Госпожа фон Радольная сказала, что вовсе не предлагает круглый год жить в деревне. Он может снять в Мюнхене квартиру-ателье, целый этаж, перевезти туда кое-что из дома на Зеештрассе. Что поделаешь, придется ему с божьей помощью как-то смириться.
— Мне тоже иной раз приходилось смиряться, — сказала она. Не повысила голоса, была по-прежнему ласкова и невозмутима, но так произнесла это «мне тоже иной раз приходилось смиряться», что г-н Гесрейтер понял, — дальше спорить бесполезно. Он не заблуждался — Катарина намекала не на то время, когда и у нее были денежные затруднения, а на то, когда она слала ему письма в Париж и в ответ получала холодно-дружеские записки.
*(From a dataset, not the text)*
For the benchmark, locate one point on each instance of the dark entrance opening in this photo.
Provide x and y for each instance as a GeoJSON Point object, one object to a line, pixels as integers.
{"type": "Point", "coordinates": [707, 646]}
Таким образом, г-жа фон Радольная все взяла в свои руки, и дело пошло быстро. Она продала дом на Зеештрассе кому-то, кто явно был подставным лицом. Г-н Гесрейтер понятия не имел, к кому сейчас перешел его дом. Оставалось снять квартиру, решить, на какие стены и улицы придется год за годом смотреть, какой воздух в себя вдыхать. Для этого надобно держать совет с самим собой, с друзьями, с людьми искусства, для этого культурному человеку надобны месяцы и месяцы. Но г-жа фон Радольная и тут не стала мешкать. Вместо девяти больших и пяти маленьких комнат, не считая кладовок и чуланчиков, которые были в распоряжении г-на Гесрейтера на Зеештрассе, он теперь был обладателем одного ателье и одной спальни на Элизабетштрассе, в доходном доме, на пятом этаже, на «юххе». В Мюнхене словом «юххе» презрительно называли верхние этажи домов, потому что на такой высоте чувствуешь себя как на горной вершине и там вполне можно распевать тирольские песни и кричать «юххе». Но г-ну Гесрейтеру отнюдь не хотелось распевать тирольские песни. Он не слишком страдал оттого, что больше уже не принадлежит к крупным промышленникам, но бесконечно терзался из-за утраты своего дома, своей обстановки. Человеческое сердце не очень вместительно, поэтому достойно удивления обилие всевозможных предметов — письменных столов, кресел, диванов, кушеток, которые втиснулись в сердце г-на Гесрейтера. В его сердце, но не в ателье на Элизабетштрассе. Если поставить в спальню большую кровать с изображением экзотических зверей, там уже нельзя будет повернуться. А как быть с горками, с моделями кораблей, с «железной девой» — его излюбленным орудием пытки, — со всеми очаровательными, греющими душу безделками? Г-жа фон Радольная не пожелала взять в Луитпольдсбрун ни единой мелочи: все, что не уместится на Элизабетштрассе, он должен продать, пустить с молотка. Г-н Гесрейтер попробовал поднять бунт. Но быстро сдался.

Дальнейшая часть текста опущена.